After the initial shock at the beauty of the gorgeous jewelery, the training center, its greenery, and the comparitive paradise that is Thies, we also went to some local points of interest: a local Monastary, the first organized Christian anything I've seen/done in over a year of being in Africa! There were a fair number of us that attended the Mass and were treated to the "Heavenly sounds" of the monks' voices and their musical instruments: a 23 stringed guitar called a kora (say it: core- ah), a bongo drum, and a hollowed out gourd... not to mention the constant birdsong going on just outside!

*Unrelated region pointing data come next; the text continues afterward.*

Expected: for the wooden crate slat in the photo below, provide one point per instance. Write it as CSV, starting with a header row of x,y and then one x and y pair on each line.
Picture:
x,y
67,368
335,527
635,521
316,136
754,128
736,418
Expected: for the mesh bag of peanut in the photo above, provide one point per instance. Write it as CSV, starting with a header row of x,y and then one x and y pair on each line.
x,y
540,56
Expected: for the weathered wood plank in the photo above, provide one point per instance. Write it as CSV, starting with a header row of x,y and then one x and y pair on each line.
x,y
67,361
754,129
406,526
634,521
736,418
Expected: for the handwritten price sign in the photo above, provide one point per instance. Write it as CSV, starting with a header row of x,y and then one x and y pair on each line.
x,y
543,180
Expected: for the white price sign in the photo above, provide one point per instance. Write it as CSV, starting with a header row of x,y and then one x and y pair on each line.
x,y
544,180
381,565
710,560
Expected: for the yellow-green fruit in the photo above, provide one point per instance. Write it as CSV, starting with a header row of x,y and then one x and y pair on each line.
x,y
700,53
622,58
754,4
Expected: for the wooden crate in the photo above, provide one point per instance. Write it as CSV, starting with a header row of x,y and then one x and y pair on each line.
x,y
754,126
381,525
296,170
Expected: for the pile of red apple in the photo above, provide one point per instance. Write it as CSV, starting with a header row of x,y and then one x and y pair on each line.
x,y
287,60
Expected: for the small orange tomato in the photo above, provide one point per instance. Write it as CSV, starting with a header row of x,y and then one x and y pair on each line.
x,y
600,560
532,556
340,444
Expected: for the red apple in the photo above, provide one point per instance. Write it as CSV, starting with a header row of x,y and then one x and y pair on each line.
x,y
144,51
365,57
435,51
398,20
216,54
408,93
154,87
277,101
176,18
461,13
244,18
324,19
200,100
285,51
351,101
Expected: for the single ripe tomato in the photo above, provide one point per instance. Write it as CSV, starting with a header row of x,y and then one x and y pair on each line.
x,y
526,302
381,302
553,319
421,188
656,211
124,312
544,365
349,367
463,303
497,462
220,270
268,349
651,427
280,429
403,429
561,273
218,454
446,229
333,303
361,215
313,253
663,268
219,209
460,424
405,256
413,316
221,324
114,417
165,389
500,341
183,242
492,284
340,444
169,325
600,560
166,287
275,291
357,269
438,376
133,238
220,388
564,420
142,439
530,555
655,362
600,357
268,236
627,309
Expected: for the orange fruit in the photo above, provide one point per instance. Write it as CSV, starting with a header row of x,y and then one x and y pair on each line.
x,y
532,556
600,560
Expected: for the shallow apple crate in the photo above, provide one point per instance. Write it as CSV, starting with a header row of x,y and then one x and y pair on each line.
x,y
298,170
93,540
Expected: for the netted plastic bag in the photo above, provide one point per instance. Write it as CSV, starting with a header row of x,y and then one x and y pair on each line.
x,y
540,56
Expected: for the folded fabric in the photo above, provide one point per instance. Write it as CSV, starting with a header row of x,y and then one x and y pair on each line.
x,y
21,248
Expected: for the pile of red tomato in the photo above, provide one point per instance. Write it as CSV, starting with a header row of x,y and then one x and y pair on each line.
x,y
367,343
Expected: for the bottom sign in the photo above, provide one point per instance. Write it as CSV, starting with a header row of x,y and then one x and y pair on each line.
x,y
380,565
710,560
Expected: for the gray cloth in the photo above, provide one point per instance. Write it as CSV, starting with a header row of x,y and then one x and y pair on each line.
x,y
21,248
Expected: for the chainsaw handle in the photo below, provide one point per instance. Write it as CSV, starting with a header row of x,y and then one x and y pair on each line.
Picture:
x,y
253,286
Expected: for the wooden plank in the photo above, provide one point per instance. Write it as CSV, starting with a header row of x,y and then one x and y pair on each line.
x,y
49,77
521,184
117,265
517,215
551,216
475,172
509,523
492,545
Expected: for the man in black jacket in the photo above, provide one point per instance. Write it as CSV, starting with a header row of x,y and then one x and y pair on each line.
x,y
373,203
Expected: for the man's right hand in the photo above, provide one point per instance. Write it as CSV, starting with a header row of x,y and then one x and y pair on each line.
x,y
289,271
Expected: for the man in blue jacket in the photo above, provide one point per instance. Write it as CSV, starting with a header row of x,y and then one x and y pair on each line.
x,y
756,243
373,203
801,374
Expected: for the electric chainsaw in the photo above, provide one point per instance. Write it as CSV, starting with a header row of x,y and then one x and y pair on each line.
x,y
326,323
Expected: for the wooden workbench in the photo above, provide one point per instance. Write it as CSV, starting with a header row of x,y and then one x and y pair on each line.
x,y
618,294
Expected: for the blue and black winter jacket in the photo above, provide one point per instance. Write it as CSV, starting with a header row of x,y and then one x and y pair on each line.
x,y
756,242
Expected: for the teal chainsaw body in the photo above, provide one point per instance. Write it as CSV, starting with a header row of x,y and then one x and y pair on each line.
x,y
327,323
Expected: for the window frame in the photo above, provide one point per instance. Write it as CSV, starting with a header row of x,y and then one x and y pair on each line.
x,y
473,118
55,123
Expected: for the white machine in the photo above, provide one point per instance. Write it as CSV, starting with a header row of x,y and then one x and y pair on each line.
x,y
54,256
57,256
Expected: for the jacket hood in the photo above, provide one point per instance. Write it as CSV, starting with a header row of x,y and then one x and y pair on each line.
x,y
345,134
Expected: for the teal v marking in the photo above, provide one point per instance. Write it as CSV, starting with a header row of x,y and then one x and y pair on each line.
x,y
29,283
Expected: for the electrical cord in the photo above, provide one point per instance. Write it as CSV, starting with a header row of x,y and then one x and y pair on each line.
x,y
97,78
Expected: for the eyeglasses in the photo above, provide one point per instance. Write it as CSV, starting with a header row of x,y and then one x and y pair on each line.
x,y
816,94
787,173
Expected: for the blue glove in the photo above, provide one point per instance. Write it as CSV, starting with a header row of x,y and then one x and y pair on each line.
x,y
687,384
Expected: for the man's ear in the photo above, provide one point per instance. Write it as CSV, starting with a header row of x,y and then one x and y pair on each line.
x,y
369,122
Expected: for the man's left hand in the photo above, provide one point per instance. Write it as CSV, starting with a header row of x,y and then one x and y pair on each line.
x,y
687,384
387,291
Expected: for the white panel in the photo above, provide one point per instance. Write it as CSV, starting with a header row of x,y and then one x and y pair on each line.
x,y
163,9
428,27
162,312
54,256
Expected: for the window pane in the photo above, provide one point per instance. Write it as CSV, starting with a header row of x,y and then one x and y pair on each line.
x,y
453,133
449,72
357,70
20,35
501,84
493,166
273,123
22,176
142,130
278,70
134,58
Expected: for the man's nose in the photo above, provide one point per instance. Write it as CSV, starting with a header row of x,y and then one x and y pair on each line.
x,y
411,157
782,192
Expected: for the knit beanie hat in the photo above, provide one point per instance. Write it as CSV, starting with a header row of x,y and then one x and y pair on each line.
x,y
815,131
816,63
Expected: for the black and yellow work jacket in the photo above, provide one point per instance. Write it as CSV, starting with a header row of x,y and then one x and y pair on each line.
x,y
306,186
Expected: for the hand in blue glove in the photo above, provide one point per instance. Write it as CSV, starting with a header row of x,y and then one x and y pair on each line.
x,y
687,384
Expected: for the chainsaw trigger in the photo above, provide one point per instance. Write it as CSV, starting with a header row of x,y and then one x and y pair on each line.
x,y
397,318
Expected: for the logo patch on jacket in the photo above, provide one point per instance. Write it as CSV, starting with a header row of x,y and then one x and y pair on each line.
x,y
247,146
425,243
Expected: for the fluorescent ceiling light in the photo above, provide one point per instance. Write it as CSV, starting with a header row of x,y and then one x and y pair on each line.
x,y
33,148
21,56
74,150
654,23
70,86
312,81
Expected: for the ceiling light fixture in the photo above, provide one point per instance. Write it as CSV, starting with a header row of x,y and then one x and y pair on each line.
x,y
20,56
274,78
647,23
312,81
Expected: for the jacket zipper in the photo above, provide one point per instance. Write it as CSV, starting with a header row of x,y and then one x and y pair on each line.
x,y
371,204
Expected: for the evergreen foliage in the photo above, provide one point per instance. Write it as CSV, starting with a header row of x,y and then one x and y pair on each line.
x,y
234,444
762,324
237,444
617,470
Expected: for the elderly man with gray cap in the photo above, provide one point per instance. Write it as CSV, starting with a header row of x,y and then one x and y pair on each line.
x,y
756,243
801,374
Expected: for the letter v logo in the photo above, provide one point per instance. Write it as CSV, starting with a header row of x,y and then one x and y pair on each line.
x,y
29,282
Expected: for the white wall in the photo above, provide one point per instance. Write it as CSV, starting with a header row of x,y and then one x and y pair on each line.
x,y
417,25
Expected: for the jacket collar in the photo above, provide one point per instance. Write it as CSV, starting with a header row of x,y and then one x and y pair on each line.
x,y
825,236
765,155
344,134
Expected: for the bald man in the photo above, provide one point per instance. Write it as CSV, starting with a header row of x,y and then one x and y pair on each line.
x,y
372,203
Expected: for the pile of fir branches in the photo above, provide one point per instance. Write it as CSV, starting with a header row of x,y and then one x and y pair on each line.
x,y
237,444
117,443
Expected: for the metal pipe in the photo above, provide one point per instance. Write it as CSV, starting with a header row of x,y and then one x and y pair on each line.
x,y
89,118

Later, when about 40 of us went to Popingue (say it: pope-in-gay) for the beach clean up, etc, we learned more about the Muslim/Christian relations in Senegal (in Mauritania they're tense...) Popingue boasts one of the largest Christian population and pilgrimage sites in West Africa. Locals say its not at all a problem living totally mixed with Muslims and Christians: most families are about half and half, with a few aunts and uncles practicing Christians, and a few practicing Muslims. They claim that they're all family, they all love each other, it is what it is, and they all serve One God... so it's a non-issue!

Monday we're leaving the Training Center in Thies to go to Dakar and find out if we're actually going back to Mauritania, changing all sites to be along the river, or leaving the country...

1 comment:

Tonya said...

Thank you Michele for sharing your adventures with those of us stalking parents. I really appreciated reading your blog. I wish you luck and joy wherever your road may travel.